Ausblick aus dem Zimmer im Kurhotel mit starkem Schneefall, 19. Jänner 2020

Vor einem Jahr nahm das Unheil seinen Lauf.

On the evening of [30 Dec 2019], an „urgent notice on the treatment of pneumonia of unknown cause“ was issued, which was widely distributed on the Internet by the red-headed document of the Medical Administration and Medical Administration of Wuhan Municipal Health Committee.

ProMED, International Society for Infectious Diseases, 30.12.19, 23:59:00

Ein Jahr später hält das Virus die Welt in Atem, oder besser gesagt außer Atem, über 1.8 Millionen Menschen sind bisher an SARS-CoV2 gestorben. Geschätzte mehrere Millionen erholen sich von einem schweren Verlauf oder Long Covid. In Österreich haben wir darüber keine Statistik, sondern nur „genesen“ oder „tot“.

Die heimische Politik hat immer noch nichts gelernt aus dem Versagen der letzten Monate. Im Gegenteil. Kritik perlt an der Teflonregierung, die alles richtig gemacht hat, ab, gerne mit dem Verweis aufs Ausland, dass alle die gleichen Probleme haben würden, was nicht stimmt, aber der Durchschnittsösterreicher, der keine ausländischen Nachrichten sieht oder versteht, glaubt diese Ausrede.

Die Strategieänderung der Regierung, zuerst auf (gescheiterte) Massentestungen zu setzen und dann auf freiliges „Freitesten“ aus dem Lockdown erinnert mich an den Cluster im Weißen Haus. Die begleitende Kommunikation ist wie immer eine Katastrophe und zeigt grundlegende Mängel im wissenschaftlichen Verständnis auf. Dazu später mehr.

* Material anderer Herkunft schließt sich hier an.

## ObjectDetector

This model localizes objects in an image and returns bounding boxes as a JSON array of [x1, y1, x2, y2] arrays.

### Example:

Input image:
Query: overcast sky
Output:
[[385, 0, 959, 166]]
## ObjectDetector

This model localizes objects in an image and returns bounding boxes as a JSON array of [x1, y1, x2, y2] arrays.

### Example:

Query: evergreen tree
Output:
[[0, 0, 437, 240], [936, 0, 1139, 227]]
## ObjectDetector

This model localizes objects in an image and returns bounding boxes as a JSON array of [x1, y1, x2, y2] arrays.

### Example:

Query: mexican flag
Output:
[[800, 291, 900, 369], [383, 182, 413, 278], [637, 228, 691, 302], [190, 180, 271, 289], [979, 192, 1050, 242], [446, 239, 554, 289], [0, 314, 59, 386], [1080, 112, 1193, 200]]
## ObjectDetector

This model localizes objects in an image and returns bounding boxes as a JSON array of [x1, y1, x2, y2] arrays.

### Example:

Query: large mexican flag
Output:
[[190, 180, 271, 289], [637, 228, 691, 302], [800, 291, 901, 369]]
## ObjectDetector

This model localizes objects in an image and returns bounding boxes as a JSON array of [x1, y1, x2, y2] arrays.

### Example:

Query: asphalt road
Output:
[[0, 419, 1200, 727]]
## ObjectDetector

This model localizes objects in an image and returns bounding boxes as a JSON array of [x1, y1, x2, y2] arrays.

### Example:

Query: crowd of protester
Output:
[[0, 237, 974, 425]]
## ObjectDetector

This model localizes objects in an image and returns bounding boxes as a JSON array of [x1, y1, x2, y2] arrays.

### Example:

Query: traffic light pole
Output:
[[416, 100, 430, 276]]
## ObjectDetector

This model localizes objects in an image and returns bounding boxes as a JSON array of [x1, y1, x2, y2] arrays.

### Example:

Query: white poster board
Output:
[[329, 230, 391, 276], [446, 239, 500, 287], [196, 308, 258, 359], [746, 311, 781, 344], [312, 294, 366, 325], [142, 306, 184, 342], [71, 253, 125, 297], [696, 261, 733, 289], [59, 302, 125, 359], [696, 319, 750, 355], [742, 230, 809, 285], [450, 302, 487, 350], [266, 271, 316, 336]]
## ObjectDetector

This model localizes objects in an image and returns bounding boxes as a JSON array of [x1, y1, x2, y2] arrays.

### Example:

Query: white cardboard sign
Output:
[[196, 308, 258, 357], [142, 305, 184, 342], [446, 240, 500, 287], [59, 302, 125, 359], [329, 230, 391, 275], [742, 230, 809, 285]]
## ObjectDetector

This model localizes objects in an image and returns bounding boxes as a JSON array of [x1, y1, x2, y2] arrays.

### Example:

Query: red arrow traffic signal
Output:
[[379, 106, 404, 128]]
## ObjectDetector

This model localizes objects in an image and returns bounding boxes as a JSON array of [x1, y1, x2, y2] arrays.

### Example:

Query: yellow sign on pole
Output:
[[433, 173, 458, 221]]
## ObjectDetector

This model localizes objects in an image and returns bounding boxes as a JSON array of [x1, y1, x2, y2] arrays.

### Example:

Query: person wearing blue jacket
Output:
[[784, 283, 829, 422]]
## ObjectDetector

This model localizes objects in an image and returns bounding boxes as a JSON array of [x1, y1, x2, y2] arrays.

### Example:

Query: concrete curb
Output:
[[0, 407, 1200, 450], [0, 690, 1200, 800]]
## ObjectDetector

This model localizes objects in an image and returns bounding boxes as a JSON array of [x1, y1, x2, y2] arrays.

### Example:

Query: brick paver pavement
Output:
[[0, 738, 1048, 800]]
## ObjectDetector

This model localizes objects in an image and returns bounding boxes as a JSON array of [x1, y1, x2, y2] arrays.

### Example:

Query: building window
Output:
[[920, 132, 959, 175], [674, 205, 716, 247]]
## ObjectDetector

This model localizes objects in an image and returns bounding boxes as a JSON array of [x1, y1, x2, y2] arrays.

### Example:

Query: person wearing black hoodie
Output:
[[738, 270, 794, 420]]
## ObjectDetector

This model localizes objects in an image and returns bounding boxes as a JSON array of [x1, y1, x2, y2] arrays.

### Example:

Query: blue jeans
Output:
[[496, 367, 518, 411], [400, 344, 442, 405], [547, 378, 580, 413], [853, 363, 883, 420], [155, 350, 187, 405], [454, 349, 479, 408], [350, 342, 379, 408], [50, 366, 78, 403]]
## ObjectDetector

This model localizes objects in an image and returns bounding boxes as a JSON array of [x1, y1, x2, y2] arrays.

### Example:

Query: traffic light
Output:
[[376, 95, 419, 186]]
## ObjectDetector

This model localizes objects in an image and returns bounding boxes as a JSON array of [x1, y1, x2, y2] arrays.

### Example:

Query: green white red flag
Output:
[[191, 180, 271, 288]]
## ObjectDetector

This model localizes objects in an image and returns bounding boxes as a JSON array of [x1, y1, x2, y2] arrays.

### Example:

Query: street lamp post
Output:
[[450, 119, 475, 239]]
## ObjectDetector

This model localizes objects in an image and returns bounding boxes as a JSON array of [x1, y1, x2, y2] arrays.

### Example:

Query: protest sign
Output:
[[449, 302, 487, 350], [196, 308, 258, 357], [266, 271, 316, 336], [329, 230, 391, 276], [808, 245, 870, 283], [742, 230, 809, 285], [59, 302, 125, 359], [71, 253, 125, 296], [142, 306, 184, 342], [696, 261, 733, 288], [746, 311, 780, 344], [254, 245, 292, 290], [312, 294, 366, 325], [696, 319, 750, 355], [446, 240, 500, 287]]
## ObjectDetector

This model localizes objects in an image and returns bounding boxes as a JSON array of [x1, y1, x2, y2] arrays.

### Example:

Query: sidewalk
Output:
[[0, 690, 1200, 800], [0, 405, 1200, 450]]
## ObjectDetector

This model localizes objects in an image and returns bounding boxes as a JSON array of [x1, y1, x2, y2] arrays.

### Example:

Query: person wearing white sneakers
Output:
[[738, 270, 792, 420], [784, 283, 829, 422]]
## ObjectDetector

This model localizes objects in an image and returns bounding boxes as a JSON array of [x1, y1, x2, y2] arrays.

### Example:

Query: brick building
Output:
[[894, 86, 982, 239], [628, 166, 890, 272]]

Während der Pandemie ist vor der (nächsten) Pandemie. Wir sind völlig unvorbereitet auf die neuen Virusvarianten aus Südafrika und Großbritannien, die rasch die derzeitig dominante Variante verdrängen und deutlich ansteckender sind. Vor einigen Wochen habe ich mich gefragt, wie gut wir auf die nächste Pandemie mit einem neuartigen Virus vorbereitet sein könnten, doch jetzt waren die Mutationen schneller. Schlecht sind wir vorbereitet, weil uns grundlegende Maßnahmen zur Eindämmung fehlen, wenn wir Aerosole als Übertragungsweg ignorieren, und weil wir immer noch glauben, weiche Lockdowns würden ausreichen, den wirtschaftlichen Schaden gering zu halten.